What would it take for someone to make it today? No AI, only 1 on mobile, and sites with heavy ad loads are punished

  • I think it would be easy to make, with two decades of hardware improvements.

    The problem is that the web of 2003 doesn't exist any longer.

    Google existence changed the websites for better or worse. The Google of 2003 is no longer capable of dealing with today's web SEO dirty tricks.

  • Install a spam filter for search engines, like uBlackList.

    Use bunch of different search engines. In Firefox, enable search entry, then visit search engines and click green + in the entry, to add search engine.

  • You're mostly describing Kagi. They do have AI results but you have to explicitly ask for them. They have an "No AI" image search option as well.

    I also like my "Before AI" lens I can click on to search the internet pre-2021. And you can downrank or fully block those garbage spam sites. They even have a "leaderboard" for most blocked/pinned sites you can use to get started.

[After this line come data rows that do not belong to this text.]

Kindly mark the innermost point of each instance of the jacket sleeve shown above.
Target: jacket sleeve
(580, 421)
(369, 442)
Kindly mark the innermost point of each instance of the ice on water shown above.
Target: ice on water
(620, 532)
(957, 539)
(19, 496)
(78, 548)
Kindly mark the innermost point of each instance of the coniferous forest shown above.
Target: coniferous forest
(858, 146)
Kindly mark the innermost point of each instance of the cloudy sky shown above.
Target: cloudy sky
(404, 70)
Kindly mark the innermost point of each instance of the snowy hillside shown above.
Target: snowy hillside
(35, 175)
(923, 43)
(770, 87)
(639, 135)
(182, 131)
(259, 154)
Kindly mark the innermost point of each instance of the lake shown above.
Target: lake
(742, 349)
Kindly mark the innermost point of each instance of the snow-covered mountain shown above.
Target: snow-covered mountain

  • It would take a benefactor who wants to pay for running it for its own sake and not for profit. As soon as there's a profit motive, enshittification sets in since you're serving whoever pays rather than your users.

>My memory is inside Google we were discussing this risk back in 2003, probably earlier.

Yeah but that was before they hired the incompetent grifter Prabhakar Raghavan and eventually made him head of Search.

  • Seems like post hoc fallacy.

    But people were complaining about the sAme issues under Matt Cutts. Also, there has been A Ton more money and work chasing the SEO farm game. Now big private equity companies have focused on buying a stable of big brands to do the same that used to be garage startups.

  • I think it's nick fox now and he's old school and as competent as they come

Searching for python documentation was the worst, geeks for geeks and others would get the top slot for reskinning the pypi docs with ads.

The entire thing was so blatant and obvious that I assumed Google did not care due to ad revenue.

When ChatGPT launched search, you could immediately skip over all the crap. It made search nice again.